Empresas estatais na China têm agarrado o melhor da economia para si, “deixando o setor privado beber a sopa, enquanto as empresas estatais estão comendo a carne”, disse Cai Hua, vice-diretor de uma organização do estilo Câmara de Comércio na província de Zhejiang, em uma entrevista.  

O Primeiro da Fila

O Sr. Cai diz que acredita que a China precisa de setores administrados pelo governo para competir globalmente e gerir o desenvolvimento interno do país.
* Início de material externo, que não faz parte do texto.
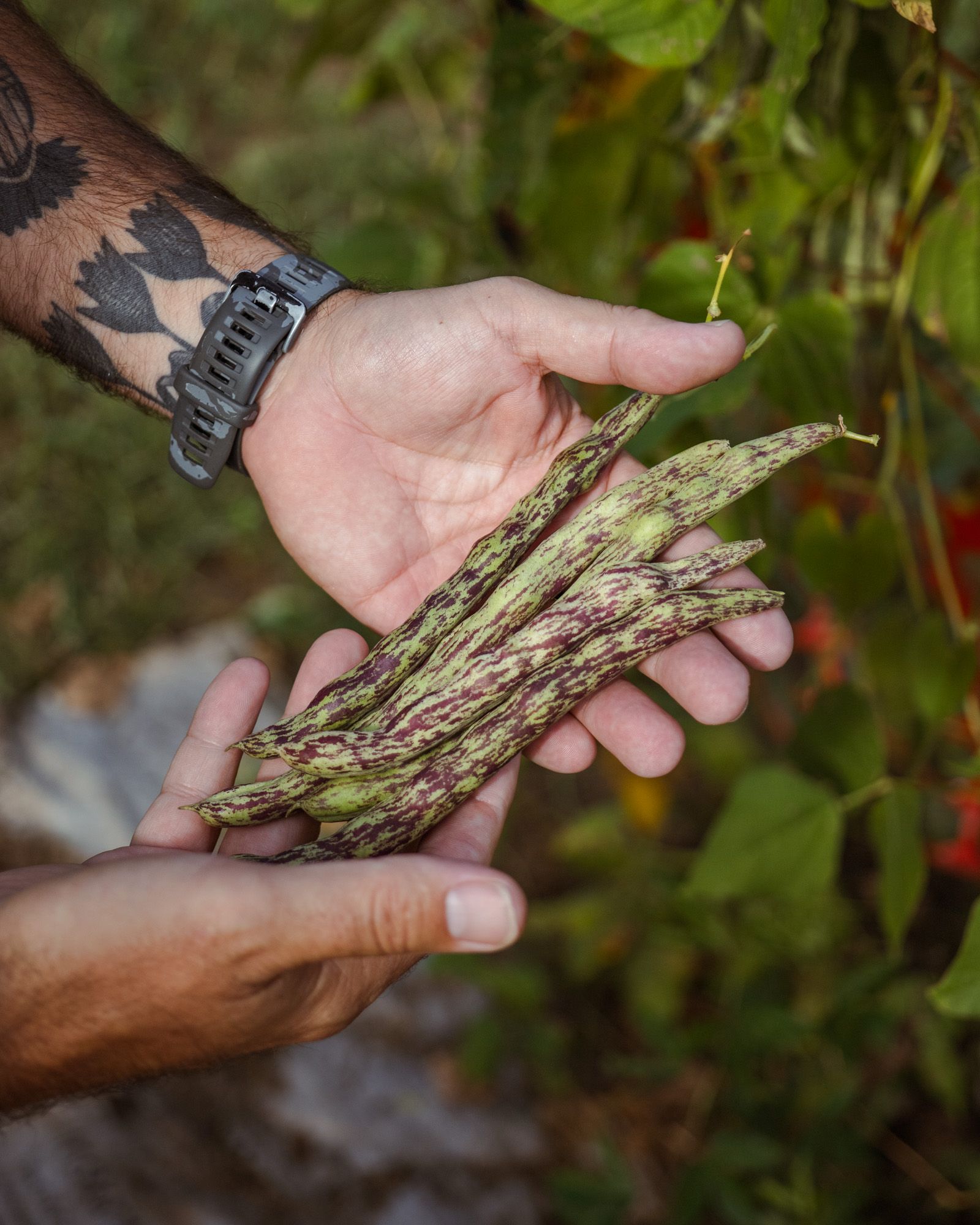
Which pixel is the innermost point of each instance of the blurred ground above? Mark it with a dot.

Mas, ele disse que localmente, as suas vantagens, ser o primeiro da fila para os financiamento de bancos estatais, primeiro da fila para socorro do Estado quando ficar em apuros, primeiro da fila para o estímulo gusher, tem criado uma “desigualdade profunda” com os concorrentes privados.

Alguns analistas argumentam que os conglomerados estatais, construídos com dinheiro do Estado e que favorece a concorrência global, já se tornaram centros de poder político por direito próprio, capaz de afastar até mesmo os esforços de Pequim para controlá-los.

Das 129 grandes empresas estatais, mais de metade dos presidentes e presidentas e mais de um terço dos diretores foram nomeados pelo departamento de organização central do Partido Comunista. Uma pontuação ou mais conta no Comitê Central do partido para eleger o Politiburo vigente. Eles controlam não apenas a força vital da economia da China, mas um sistema de patrocínio corporativo que dispensa trabalhos dos executivos com remunerações mais elevadas em relação ao equivalentes líderes do partido.

Os líderes da China procuraram ocasionalmente no ano passado conter excessos especulativos por parte das empresas controladas pelo Estado no setor imobiliário, empréstimos e outras áreas. Em maio, o Conselho de Estado, um órgão político de alto nível, por vezes, comparado ao gabinete dos Estados Unidos, emitiu ordens para dar às empresas privadas uma melhor vantagem em contratos com o governo, para estradas e pontes, as finanças e até mesmo serviços militares, que agora vai quase que exclusivamente para as empresas estatais. Praticamente as mesmas regras foram emitidas cinco anos atrás, com pouco efeito.

No entanto, é difícil argumentar com êxito, dizem outros economistas, e o sucesso da China é demonstrado por sua estratégia de cima para baixo. Potências asiáticas, como Coréia do Sul e Japão construíram suas economias modernas com forte ajuda do Estado. Muitos economistas concordam que o gerenciamento perspicaz do Estado pode ser melhor do que as forças do mercado na obtenção de uma nação em desenvolvimento permanecendo em pé nos próprios pés.

Especialistas de ambos os lados do debate têm apenas duas perguntas. Uma delas é quanto tempo o controle estatal de vastas áreas da economia irá gerar este crescimento.

A outra é que se a estratégia parar de funcionar, será a China capaz de mudá-la.